Class MinimumCardinalitySequenceDataset<T extends Output<T>>

java.lang.Object
org.tribuo.sequence.SequenceDataset<T>
org.tribuo.sequence.ImmutableSequenceDataset<T>
org.tribuo.sequence.MinimumCardinalitySequenceDataset<T>
Type Parameters:
T - The type of the outputs in this SequenceDataset.
All Implemented Interfaces:
com.oracle.labs.mlrg.olcut.provenance.Provenancable<DatasetProvenance>, Serializable, Iterable<SequenceExample<T>>, ProtoSerializable<org.tribuo.protos.core.SequenceDatasetProto>

public class MinimumCardinalitySequenceDataset<T extends Output<T>> extends ImmutableSequenceDataset<T>
This class creates a pruned dataset in which low frequency features that occur less than the provided minimum cardinality have been removed. This can be useful when the dataset is very large due to many low-frequency features. Here, a new dataset is created so that the feature counts are recalculated and so that the original, passed-in dataset is not modified.
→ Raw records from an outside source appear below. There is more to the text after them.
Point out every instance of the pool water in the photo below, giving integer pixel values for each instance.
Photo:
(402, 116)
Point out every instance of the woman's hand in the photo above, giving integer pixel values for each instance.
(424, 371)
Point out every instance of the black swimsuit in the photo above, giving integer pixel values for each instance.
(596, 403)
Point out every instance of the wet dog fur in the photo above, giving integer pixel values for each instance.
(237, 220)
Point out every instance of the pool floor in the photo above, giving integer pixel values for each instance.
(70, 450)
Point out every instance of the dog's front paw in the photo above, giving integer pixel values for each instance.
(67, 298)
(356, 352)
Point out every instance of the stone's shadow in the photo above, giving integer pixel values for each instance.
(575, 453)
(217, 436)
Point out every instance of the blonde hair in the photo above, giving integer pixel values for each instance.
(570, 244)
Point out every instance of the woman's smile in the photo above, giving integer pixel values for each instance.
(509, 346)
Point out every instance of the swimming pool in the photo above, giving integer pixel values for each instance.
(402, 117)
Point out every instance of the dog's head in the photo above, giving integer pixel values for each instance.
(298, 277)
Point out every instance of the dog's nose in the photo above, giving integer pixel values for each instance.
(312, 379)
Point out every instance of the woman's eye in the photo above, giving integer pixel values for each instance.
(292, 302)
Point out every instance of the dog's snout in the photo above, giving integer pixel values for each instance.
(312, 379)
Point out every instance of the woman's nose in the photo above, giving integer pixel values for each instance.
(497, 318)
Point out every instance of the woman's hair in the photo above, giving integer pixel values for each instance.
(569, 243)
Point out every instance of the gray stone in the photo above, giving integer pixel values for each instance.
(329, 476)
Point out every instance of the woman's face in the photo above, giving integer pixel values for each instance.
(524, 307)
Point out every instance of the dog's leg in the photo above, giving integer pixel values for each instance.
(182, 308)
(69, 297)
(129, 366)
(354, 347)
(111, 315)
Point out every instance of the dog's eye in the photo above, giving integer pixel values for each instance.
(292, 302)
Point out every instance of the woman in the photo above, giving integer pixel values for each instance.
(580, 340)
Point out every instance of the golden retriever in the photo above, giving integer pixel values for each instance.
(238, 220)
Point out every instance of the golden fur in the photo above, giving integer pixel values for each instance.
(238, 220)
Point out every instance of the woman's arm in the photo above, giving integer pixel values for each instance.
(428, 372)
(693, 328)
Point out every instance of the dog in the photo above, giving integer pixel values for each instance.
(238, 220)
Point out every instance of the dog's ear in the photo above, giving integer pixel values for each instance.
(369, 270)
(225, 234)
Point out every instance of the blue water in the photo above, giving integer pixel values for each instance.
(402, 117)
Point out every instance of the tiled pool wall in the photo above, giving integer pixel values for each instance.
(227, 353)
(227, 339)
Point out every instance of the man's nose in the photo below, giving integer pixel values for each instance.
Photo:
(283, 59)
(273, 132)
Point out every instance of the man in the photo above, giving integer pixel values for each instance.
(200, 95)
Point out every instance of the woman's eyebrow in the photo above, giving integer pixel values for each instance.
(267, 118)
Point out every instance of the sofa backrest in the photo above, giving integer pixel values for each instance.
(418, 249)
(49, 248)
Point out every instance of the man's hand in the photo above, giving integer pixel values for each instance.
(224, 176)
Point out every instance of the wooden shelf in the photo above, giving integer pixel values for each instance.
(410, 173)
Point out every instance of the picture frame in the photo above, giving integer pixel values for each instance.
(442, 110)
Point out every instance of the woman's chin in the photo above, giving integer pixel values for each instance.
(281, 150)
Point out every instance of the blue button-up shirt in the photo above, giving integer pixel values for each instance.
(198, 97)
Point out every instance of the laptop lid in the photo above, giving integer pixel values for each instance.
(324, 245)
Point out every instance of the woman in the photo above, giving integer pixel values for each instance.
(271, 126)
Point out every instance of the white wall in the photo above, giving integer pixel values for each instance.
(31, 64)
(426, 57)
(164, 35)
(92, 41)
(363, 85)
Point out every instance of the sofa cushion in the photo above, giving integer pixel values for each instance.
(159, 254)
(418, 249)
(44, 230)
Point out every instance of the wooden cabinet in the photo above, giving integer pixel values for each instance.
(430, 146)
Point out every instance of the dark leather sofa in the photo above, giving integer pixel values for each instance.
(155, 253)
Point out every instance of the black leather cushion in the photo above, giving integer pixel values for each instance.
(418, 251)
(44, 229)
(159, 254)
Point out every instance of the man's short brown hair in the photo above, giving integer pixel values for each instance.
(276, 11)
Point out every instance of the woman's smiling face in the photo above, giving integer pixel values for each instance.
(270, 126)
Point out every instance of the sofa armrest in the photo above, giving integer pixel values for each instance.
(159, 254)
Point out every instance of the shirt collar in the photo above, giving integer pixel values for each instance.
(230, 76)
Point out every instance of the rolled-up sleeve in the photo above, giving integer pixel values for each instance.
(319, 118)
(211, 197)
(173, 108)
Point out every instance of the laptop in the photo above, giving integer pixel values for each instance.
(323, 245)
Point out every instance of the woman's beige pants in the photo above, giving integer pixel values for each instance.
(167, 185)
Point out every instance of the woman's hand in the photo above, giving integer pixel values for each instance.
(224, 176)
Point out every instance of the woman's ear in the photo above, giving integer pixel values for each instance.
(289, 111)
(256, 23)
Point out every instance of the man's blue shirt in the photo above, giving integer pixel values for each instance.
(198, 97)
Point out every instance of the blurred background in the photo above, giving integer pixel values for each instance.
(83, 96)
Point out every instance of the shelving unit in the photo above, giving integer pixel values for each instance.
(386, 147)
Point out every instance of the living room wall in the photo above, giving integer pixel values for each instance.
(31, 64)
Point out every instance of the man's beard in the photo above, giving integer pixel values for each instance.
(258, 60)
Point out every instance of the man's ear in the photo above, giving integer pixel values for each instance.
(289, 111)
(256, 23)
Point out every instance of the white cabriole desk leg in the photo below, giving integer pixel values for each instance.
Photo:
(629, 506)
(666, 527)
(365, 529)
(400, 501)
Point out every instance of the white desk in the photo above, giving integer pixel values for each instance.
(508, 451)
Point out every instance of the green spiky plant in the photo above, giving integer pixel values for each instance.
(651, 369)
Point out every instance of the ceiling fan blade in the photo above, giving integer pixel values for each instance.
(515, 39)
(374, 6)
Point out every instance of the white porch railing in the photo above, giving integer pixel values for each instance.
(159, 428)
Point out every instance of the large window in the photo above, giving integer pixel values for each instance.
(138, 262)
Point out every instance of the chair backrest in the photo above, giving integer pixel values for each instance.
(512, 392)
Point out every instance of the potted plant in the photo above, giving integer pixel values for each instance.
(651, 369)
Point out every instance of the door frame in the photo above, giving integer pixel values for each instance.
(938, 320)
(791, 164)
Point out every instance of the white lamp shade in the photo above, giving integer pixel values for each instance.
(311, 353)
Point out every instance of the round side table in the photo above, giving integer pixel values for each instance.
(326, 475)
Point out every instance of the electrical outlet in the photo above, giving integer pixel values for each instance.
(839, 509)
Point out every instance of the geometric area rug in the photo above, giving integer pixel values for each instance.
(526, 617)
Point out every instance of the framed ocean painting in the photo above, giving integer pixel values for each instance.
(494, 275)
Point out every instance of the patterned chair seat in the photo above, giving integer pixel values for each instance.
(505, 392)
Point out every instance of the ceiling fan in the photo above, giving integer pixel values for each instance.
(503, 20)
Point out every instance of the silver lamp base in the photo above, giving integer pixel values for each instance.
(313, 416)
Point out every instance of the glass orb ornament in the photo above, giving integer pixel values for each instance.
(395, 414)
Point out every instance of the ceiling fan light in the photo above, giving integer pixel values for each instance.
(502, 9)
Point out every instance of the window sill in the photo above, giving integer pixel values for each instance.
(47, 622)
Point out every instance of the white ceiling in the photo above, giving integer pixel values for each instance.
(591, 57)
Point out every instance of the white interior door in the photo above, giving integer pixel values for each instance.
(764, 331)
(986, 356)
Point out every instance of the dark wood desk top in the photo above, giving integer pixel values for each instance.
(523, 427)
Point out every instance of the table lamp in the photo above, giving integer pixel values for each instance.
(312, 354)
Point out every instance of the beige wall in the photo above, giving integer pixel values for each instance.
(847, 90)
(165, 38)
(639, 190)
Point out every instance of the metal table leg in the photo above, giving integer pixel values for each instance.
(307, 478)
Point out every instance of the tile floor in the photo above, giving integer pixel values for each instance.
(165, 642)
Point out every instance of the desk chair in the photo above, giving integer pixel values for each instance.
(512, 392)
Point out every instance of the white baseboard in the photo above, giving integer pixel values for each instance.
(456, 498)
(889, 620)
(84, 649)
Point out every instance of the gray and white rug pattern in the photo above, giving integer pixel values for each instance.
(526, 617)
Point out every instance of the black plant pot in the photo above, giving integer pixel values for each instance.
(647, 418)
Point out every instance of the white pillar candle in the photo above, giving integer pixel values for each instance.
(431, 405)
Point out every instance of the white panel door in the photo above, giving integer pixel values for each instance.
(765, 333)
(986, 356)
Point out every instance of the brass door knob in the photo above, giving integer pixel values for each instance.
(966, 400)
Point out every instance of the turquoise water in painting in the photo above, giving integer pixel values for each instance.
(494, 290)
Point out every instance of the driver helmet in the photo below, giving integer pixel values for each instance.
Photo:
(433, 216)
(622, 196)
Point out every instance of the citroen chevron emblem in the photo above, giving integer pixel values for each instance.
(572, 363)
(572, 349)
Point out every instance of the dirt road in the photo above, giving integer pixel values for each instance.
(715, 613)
The returned dataset may have fewer sequence examples because if any of the sequence examples have examples with no features after the minimum cardinality has been applied, then those sequence examples will not be added to the constructed dataset.
See Also:
  • Field Details

    • CURRENT_VERSION

      public static final int CURRENT_VERSION
      Protobuf serialization version.
      See Also:
  • Constructor Details

    • MinimumCardinalitySequenceDataset

      public MinimumCardinalitySequenceDataset(SequenceDataset<T> sequenceDataset, int minCardinality)
      Parameters:
      sequenceDataset - this dataset is left untouched and is used to populate the constructed dataset.
      minCardinality - features with a frequency less than minCardinality will be removed.
  • Method Details

    • deserializeFromProto

      public static MinimumCardinalitySequenceDataset<?> deserializeFromProto(int version, String className, com.google.protobuf.Any message) throws com.google.protobuf.InvalidProtocolBufferException
      Deserialization factory.
      Parameters:
      version - The serialized object version.
      className - The class name.
      message - The serialized data.
      Returns:
      The deserialized object.
      Throws:
      com.google.protobuf.InvalidProtocolBufferException - If the protobuf could not be parsed from the message.
    • getRemoved

      public Set<String> getRemoved()
      The feature names that were removed.
      Returns:
      The feature names.
    • getNumExamplesRemoved

      public int getNumExamplesRemoved()
      The number of examples removed due to a lack of features.
      Returns:
      The number of removed examples.
    • getMinCardinality

      public int getMinCardinality()
      The minimum cardinality threshold for the features.
      Returns:
      The cardinality threshold.
    • serialize

      public org.tribuo.protos.core.SequenceDatasetProto serialize()
      Description copied from interface: ProtoSerializable
      Serializes this object to a protobuf.
      Specified by:
      serialize in interface ProtoSerializable<T extends Output<T>>
      Overrides:
      serialize in class ImmutableSequenceDataset<T extends Output<T>>
      Returns:
      The protobuf.
    • getProvenance

      public DatasetProvenance getProvenance()
      Specified by:
      getProvenance in interface com.oracle.labs.mlrg.olcut.provenance.Provenancable<T extends Output<T>>
      Overrides:
      getProvenance in class ImmutableSequenceDataset<T extends Output<T>>